Sri Lanka's oldest tea auction now online
The bang of the auctioneer's gavel has been replaced with the click of a button, as Sri Lanka's 126-year old Colombo Tea Auction has moved online amid the COVID-19 pandemic
Colombo: The bang of the auctioneer's gavel has been replaced with the click of a button, as Sri Lanka's 126-year old Colombo Tea Auction has moved online amid the COVID-19 pandemic. Over 16.5 million kg of tea were sold at Sri Lanka's first three e-auctions between April 4-19, allowing the country's tea export industry worth $1.5 billion to continue during a nationwide curfew imposed to contain the pandemic, reports Xinhua news agency.
Negotiations to digitize tea auctions have been ongoing for 20 years, but it was the pandemic that finally catalyzed the shift, Jayantha Karunaratne, chairman of the Colombo Tea Traders' Association, said on Monday.
As the island-wide curfew declared on March 20 made it impossible to hold physical tea auctions, an e-auction platform developed by local software company CICRA Solutions amassed a register of over 300 buyers and eight tea brokers for its first e-auction on April 4.
"The Colombo Tea Auction is a 126-year-old institution, so changing the mindset of some players is not an easy task.
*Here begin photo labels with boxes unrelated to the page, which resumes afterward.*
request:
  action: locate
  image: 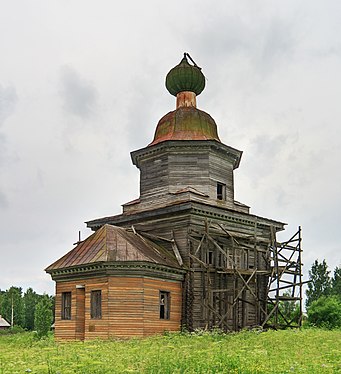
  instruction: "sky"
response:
[0,0,341,294]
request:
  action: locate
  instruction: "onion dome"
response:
[149,106,220,146]
[149,53,220,146]
[166,53,205,96]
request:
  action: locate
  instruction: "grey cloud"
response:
[60,66,97,119]
[0,191,8,209]
[0,84,18,126]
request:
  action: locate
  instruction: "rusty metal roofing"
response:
[149,106,220,146]
[45,224,179,272]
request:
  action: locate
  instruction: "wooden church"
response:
[46,53,300,340]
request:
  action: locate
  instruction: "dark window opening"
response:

Our vision is to go online because it provides advantages such as lower cost, greater efficiency, and more transparency," Karunaratne said.
Registered buyers and brokers can use the platform to bid within a short period of time, during which sellers cannot close the bidding process.
"The response from industry stakeholders has been fantastic. The Sri Lankan tea industry has once again proven its resilience to upheavals," said Dhammike Wedande, senior vice president of Asia Siyaka Commodities, a leading tea broker.
The online auction was approved by President Gotabaya Rajapaksa, Wedande said, adding that the Sri Lankan government is supporting the tea industry by designating plantations and essential export processing services.
"Online auctions are definitely the way forward and can create more competition," Sri Lanka Tea Board Chairman Jayampathy Molligoda said.
Sri Lanka hopes to increase its global market share in tea exports amid supply disruptions from leading exporters such as India and Kenya, which have imposed lockdowns to contain the virus.
The country produces around 300 million kg of tea every year, with tea being the country's main agricultural export, accounting for around 12 percent of its total exports.
The largest export markets for Sri Lankan tea are Iraq, Russia, Turkey and Iran, according to the Tea Exporters Association.
The first tea tree arrived in Sri Lanka from China in 1824, after which the island country's first commercial plantation was established in 1867 and first tea auction held in 1883.